Faculty Mentor: Dr. Jason Weckstein Biodiversity, Earth, & Environmental Science

Janice Dispoto Co-Mentor

Seasonality in Haemosporidian Infection Prevalence in Migratory and Resident Birds of Southeastern Pennsylvania

Three genera of protozoan parasites in the order haemosporida are known to cause malaria or malaria-like infections in birds. Each of these haemosporidian genera is transmitted to birds via Dipteran vectors: mosquitos transmit Plasmodium, biting midges and hippoboscid flies transmit Haemoproteus, and black flies transmit Leucocytozoon. I analyzed 1,105 avian blood samples collected from migratory and resident birds at Rushton Woods in Newtown, PA, during the spring, summer, and fall of 2015 and 2016. I studied whether the proportion of hosts infected varied across seasons. After extracting the DNA, I conducted two nested PCR screenings including one aimed at Haemoproteus and Plasmodium and the other for Leucocytozoon. This protocol amplifies a fragment of the mitochondrial cytochrome b gene for haemosporidians when an infection is present.
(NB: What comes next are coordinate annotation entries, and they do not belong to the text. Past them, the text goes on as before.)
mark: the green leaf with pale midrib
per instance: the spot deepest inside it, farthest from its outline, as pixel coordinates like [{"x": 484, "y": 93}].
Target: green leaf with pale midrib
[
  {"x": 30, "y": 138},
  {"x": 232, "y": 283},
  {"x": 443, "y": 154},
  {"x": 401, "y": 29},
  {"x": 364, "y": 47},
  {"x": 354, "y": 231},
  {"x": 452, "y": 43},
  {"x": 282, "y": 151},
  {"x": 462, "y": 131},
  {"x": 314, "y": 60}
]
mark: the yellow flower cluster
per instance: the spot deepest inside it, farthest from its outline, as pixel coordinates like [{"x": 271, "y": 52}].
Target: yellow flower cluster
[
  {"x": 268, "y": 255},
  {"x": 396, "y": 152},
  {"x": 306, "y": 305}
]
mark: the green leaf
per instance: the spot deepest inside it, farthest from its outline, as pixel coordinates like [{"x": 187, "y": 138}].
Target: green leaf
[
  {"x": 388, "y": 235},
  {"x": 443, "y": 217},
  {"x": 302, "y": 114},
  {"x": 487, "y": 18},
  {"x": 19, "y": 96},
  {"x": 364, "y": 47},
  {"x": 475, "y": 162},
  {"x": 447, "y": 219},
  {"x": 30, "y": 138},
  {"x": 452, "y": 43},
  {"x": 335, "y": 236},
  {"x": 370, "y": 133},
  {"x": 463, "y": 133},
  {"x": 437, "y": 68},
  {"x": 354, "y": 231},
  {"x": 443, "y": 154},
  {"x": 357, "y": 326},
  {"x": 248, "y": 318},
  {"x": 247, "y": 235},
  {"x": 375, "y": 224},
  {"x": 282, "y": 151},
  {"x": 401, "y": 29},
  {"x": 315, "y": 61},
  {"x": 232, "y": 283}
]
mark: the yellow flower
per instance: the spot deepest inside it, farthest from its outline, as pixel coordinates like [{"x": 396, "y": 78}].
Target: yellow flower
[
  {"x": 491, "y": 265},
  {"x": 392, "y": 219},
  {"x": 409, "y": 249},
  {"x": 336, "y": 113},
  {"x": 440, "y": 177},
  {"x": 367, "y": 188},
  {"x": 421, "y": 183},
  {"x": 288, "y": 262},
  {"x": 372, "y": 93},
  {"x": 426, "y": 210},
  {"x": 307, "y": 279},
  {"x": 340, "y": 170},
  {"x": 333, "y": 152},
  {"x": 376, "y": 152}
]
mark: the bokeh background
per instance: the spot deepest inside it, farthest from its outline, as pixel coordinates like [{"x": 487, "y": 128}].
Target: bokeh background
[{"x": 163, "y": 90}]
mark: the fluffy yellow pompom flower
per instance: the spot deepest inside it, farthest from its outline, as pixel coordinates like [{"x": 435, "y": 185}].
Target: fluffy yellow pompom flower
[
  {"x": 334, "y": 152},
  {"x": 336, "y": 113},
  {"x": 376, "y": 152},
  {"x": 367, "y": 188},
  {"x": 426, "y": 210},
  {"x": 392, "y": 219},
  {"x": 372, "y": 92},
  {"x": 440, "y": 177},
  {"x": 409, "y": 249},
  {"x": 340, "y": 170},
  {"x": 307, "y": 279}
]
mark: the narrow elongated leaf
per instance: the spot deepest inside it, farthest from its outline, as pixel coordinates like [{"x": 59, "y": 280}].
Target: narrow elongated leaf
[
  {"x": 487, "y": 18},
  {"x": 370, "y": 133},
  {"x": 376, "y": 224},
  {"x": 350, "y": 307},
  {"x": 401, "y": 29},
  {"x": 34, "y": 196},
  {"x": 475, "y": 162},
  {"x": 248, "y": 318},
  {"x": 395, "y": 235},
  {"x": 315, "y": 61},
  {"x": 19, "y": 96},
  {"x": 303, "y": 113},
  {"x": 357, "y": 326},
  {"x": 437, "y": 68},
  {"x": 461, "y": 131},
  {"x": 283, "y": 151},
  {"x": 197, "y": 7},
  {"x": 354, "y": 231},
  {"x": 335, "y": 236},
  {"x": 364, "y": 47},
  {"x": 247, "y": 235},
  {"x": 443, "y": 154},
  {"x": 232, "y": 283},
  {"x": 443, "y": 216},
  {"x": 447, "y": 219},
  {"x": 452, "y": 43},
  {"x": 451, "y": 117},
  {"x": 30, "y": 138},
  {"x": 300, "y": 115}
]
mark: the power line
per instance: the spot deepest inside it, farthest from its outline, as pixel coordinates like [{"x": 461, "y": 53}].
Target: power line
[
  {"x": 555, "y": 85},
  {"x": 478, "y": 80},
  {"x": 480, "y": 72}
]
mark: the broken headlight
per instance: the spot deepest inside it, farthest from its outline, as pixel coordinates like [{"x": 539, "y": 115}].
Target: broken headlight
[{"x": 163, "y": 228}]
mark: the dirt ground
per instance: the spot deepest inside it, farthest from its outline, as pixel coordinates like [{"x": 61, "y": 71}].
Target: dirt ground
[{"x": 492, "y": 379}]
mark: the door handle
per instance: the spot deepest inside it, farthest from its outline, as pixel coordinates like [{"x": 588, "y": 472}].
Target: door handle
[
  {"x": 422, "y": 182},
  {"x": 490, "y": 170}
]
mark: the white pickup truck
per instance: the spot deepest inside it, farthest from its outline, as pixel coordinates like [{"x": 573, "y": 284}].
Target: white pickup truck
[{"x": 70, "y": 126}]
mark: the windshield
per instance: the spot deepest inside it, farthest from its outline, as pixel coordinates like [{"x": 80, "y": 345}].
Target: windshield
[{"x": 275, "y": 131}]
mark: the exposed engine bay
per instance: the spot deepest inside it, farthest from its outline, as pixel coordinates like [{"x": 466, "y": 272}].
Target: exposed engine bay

The positive samples were sequenced, reconciled into consensus sequences using Geneious, and compared to published DNA sequences in the MalAvi database for identification. I focused analyses on some particularly common groups of hosts. I determined that Plasmodium and Leucocytozoon infections are most prevalent in fall, whereas Haemoproteus has the highest infection rate in spring.